I recognized the voice to belong to one Dr. Cullen, Oliver's grandfather. If my heart still beat it would have stopped dead in its tracks.

"Hello, Dr. Cullen. What a pleasure it is to see you again, I had not yet been told you and your family had returned to Forks. I hope everyone is well." When I turned to face Carlisle his topaz eyes widen in seeing my change. 'Yeah I'd be shocked too if I came back to see my son's girlfriend now a vampire.' My voice, although a bit hoarse, reminded me of notes from a piano- soft and alluring.

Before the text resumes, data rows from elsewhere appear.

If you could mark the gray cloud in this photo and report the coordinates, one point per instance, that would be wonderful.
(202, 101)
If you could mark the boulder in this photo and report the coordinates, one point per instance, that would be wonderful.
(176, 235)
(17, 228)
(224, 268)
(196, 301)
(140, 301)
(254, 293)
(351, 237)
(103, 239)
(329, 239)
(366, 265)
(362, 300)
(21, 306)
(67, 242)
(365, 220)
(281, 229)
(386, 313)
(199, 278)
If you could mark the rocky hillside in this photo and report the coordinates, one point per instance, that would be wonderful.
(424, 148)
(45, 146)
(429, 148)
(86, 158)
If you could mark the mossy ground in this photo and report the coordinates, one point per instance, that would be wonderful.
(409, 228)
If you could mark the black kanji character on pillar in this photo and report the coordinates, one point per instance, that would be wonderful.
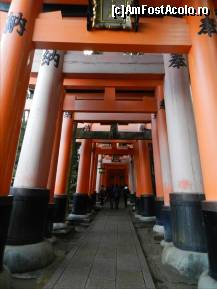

I noticed that Carlisle appeared in good health, even if he needed to be feed. His eyes only grew in size as he noticed the now sleeping Oliver in my arms. He looked back and forth between the two of us too many times for me to count before he was able to speak.

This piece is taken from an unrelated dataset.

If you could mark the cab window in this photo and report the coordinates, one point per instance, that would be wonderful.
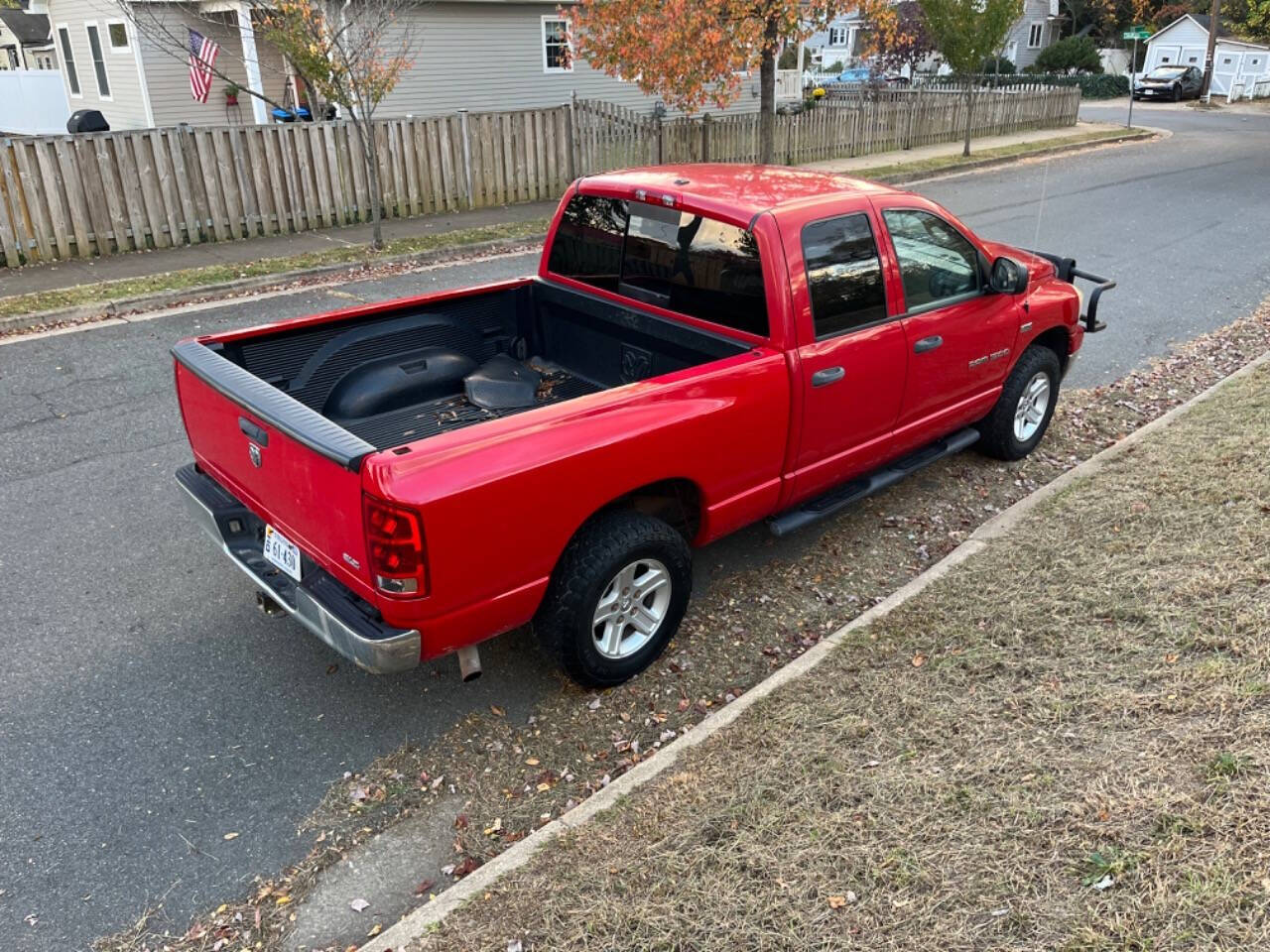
(937, 262)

"Yes they are well, or at least physically." His eyes became sad. "I see you are a happy mother now Bella. What is his name?" 'Thank heavens I didn't name Oliver after his father.' I could tell that Carlisle didn't ask more to be polite to me but I wanted to scream out what his son had done to me, but I knew I had to be strong for Oliver.

"His name is Oliver. I am sorry, Dr. Cullen, but I have to finish packing our stuff so we can leave in an hour. It was good to see you again. Tell everyone we said 'hi'." With that I walked away from the grandfather of my child and into my room with Oliver who remained asleep in my arms. I placed him on my pillow and went to repack my overnight bag. Dr. Williams had told me that I could take Oliver home as soon as I was ready today, and was I ready now. I had all of our stuff packed in a total of 3 seconds and even changed Oliver into warmer clothes for the cold weather I knew would be there to greet his warm human flesh. He woke up only after I finished changing him to show me that he was pleased with the soft fabric I placed him in. Gently I picked up Oliver and our overnight stuff before opening the door. The hall outside of my room was busy but I attempted to focus all my energy on getting to the front counter so I could pay and leave which made walking in a normal human pace all the more challenging.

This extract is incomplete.